Evaluating Automatically Generated Hypertext Versions of Scholarly Articles

Sidebar: About IR Methods

James Blustein

Department of Computer Science
University of Western Ontario
London, Ontario, N6A 5B7
Canada
E-mail: jamie@csd.uwo.ca or jamie@acm.org

Information retrieval (IR) systems are used to select relevant documents from document collections in response to users' requests. A user's request is called a query in IR. The systems determine which documents are relevant by comparing compact representations of documents and queries. Documents whose representations are most similar to a given query are retrieved. The representations are made to store only the essential information in the documents and queries.

Terms and Weights

Significant words in a document are called terms. In both IR systems I use the representation of documents is by a term vector. Term vectors consists of numerical weights of terms in the document collection. The more significant the term is the greater the weight that term will have. The significance of a term is determined by the part it plays in the collection and individual documents. The term vector for a particular document may include entries for terms that are not present in that document because those terms occur elsewhere in the document collection.

Cornell's SMART System

SMART is a major IR system with a long history. In SMART if a term does not appear in a document then it has a weight of zero. Typically, before term vectors are created much pre-processing is done: common words are removed from the collection, words are replaced by their morphological stems, before terms are automatically selected.

Bellcore's LSI

The LSI approach differs significantly from SMART. LSI approach attempts to determines the relationship between terms through more than simple co-occurrence. Furthermore the only pre-processing LSI requires is the removal of common words from the collection before indexing.
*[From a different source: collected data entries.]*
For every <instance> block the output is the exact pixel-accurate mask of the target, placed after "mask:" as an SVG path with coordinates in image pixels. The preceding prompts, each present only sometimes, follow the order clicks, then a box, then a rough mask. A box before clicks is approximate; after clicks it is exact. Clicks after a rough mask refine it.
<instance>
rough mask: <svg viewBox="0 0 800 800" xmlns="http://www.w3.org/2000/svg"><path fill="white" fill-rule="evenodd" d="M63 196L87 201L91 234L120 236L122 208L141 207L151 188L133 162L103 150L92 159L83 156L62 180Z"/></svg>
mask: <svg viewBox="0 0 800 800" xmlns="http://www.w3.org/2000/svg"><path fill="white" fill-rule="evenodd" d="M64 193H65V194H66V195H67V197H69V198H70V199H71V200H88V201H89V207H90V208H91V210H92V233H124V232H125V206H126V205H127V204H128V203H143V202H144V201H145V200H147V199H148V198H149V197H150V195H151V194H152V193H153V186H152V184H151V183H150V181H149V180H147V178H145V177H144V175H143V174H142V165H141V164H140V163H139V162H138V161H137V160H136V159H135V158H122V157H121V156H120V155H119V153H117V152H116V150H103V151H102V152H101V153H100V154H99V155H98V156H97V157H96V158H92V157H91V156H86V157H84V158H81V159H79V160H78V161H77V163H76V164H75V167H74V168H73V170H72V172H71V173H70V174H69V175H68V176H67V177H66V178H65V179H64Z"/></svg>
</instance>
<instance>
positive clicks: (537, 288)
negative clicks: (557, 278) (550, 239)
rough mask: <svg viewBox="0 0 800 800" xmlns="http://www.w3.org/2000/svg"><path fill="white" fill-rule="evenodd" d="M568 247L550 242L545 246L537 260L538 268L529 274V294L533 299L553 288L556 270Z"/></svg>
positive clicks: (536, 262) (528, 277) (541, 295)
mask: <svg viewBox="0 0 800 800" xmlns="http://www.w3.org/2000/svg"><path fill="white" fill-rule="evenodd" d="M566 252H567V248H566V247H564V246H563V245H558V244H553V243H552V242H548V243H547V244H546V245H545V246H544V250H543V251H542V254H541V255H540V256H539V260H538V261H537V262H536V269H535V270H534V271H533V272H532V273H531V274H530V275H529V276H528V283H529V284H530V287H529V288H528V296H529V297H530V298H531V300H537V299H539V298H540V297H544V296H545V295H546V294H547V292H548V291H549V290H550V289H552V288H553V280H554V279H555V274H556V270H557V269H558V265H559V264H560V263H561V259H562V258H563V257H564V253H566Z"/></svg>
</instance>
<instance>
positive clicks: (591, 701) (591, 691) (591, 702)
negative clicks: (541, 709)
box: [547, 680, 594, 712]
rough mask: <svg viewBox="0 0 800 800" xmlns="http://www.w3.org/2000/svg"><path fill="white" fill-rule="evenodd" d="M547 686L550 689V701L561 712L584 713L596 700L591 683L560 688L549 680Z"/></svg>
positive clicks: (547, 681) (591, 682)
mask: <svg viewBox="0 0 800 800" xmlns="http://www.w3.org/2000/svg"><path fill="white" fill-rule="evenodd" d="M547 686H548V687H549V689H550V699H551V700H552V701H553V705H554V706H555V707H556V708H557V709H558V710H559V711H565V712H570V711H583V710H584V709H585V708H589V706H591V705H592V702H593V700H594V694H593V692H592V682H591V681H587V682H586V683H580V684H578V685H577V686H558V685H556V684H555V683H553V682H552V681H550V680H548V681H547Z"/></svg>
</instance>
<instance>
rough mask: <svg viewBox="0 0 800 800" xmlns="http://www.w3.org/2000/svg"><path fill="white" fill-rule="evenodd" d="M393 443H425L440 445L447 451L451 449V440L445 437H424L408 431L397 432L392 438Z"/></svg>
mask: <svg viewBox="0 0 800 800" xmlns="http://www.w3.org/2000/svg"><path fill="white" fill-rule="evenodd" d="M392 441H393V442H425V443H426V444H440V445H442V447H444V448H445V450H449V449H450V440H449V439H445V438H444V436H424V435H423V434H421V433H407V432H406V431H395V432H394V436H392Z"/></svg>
LSI represents a document collection with a factor-based model that represents the most important factors in the collection. This model represents each document as a k-element vector where k is the number of factors found in the document collection. The model can be represented geometrically in k-space by k orthogonal dimensions. Words used in the same documents are assumed to be related to each other by the topic of the documents. Such terms are placed close to each other in a representational model. Position in the k-space serves as a kind of indexing, i.e. the closer two items are in the space the more related they are.

Making Semantic Links

My documents consist of sections, paragraphs, sentences, and word groups within scholarly articles. Word groups are consecutive words in sentences that are potentially more indicative of meaning than their individual component words. I automatically identify these groups using Li's method [Li93].

Abstract/Conclusion links

Links are made from summary sections, such as the abstract and conclusion, to the part of the text that they summarize. I assume that single sentences in those sections summarize whole paragraphs and sections in other parts of the document. Although that assumption is not always correct [DRM89] I must make it if there are to be reasonable links from the abstract. I further assume that the first two sentences of any paragraph provide a good indication of the purpose of the paragraph. My view is somewhat supported by evidence of some people studying English rhetorical structures [Coe88a] and by linguistic theorists [Kie80.] With these assumptions I believe it sound to make links from abstract to paragraphs based on the similarity of vocabulary between the abstract and the first two sentences of the paragraph.

Scattered Discussion Links

I am using methods developed at Cornell to link passages that discuss the same topics but are separated in the text [SA93,All95]. In simplified form the method is to compare word groups and sentences to progressively smaller text units (sections, subsections, paragraphs, and sentences) to find similar passages for linking. Links are only made to passages with a vocabulary match in at least one subunit, e.g. a sentence would be a subunit of a paragraph. Links are made to the smallest matching unit.

I use other rules to avoid confusing readers with too many links: I allow only one link to a passage from within any paragraph. I do not allow links to adjacent paragraphs unless they are in different sections. I may find that I must limit the number of links per paragraph as well.